We all long for freedom from disease and other sufferings. We do not realize that mental disturbances such as worry, anxiety and egoism are the real cause of misery and disease. One has not only to exercise and eat right, but also to get rid of the mental bacteria of anger, fear, consciousness of failure, lack of initiative and purpose, scepticism, a doubting mentality, and a solely materialistic outlook in life! This understanding and self cleansing is Mental Housekeeping!


Mental hygiene—keeping the mind pure—is very important. Our mind runs at high speed, day and night! We are plagued with sad and tormenting thoughts. When there is too much annoyance bottled up, it turns into poison. Then, we are conditioned to consider some emotions as bad and we unknowingly programme ourselves not to be aware of them. We cover them up with countless thoughts to insulate ourselves from feeling and confronting what needs attention.

Some deep wounds may be very old but still raw. Their emotional component has not yet been resolved leading to a vicious cycle of misery and disease. To resolve them, their identification is necessary. It has been said that fear fades as the facts are faced.

We usually associate our stress and its effects with the people with whom we have interacted, and with the way they have made us feel. Some make us feel good and positive, while others, whom we remember more easily, are the ones who trigger the entire event—that vicious cycle in our system—throwing us off balance. Introspection leads to a path of self-discovery, humility and happiness. A thorough mental housekeeping begins by introspecting our relationships.

Sit undisturbed and at ease, and think back on all the people you have interacted with to date. Divide them into three categories:

1. People to whom we need to be thankful.
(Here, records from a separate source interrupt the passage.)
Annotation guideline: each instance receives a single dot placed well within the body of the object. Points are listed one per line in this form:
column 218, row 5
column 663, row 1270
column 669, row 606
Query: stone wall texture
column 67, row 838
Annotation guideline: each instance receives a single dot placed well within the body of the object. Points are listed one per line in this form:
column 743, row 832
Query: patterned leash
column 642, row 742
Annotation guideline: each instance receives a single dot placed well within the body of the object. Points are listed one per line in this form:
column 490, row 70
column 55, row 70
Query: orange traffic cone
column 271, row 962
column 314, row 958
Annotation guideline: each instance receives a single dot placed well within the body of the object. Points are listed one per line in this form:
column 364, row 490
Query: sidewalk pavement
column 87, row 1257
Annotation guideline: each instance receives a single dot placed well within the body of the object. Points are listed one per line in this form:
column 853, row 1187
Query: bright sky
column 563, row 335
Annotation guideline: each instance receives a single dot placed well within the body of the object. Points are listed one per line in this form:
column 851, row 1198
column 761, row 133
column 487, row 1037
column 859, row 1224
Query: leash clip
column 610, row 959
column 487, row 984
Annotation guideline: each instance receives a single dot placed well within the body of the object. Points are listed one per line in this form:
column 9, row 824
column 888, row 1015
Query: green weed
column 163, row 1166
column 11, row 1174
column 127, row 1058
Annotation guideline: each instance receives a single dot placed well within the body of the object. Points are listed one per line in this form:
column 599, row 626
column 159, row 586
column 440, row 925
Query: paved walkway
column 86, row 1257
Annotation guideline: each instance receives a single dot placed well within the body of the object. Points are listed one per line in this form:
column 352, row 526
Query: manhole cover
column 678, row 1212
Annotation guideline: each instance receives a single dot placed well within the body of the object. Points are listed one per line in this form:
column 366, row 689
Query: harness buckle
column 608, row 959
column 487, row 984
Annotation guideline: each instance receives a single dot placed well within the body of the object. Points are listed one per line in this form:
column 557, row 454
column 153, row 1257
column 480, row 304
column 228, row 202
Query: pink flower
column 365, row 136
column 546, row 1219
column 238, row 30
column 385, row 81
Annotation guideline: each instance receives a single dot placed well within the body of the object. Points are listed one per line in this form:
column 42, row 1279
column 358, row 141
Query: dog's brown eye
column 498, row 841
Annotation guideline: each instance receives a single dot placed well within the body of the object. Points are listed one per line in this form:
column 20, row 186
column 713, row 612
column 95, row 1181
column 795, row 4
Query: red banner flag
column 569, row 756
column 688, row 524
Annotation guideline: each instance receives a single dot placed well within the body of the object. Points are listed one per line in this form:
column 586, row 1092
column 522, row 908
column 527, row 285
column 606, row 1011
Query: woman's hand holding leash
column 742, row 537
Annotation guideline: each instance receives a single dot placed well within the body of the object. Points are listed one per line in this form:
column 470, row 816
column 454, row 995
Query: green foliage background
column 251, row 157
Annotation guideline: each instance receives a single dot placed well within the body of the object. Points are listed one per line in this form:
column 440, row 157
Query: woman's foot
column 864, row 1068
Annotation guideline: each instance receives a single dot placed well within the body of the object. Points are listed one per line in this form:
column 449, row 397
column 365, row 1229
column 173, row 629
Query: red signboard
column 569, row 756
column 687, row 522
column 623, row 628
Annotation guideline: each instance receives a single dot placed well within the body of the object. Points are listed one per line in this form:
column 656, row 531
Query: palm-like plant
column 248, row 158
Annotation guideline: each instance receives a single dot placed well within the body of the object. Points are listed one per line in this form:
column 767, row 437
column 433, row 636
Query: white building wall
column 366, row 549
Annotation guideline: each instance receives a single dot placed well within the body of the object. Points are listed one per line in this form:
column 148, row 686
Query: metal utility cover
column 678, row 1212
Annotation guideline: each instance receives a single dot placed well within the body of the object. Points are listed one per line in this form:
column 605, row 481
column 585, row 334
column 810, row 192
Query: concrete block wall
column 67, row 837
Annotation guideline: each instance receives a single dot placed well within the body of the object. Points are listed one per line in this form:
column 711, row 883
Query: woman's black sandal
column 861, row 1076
2. People to whom we need to apologize.

3. People whom we need to forgive.

Doing this exercise itself releases half the emotional burdens from the mind. Somehow, it also shows the way to handling the person or the situation. Physical and mental health improve significantly, and people start feeling ‘weller than well’.

How does it help?

Gratitude - We also take many acquaintances for granted, especially our near and dear family members. As life goes on, we meet more people and we forget about them. Many of them have contributed to our present success and happiness. This acknowledgement will help develop humility in us, and an attitude of gratitude towards them and life. This positive emotion helps in the healing process. It is not necessary to call them physically to say ‘Thank you’—a mental attitude of thankfulness would suffice. At times, the incidents might be so old that offering thanks at the present moment would be a socially inappropriate act. Just acknowledging in the mind would be enough.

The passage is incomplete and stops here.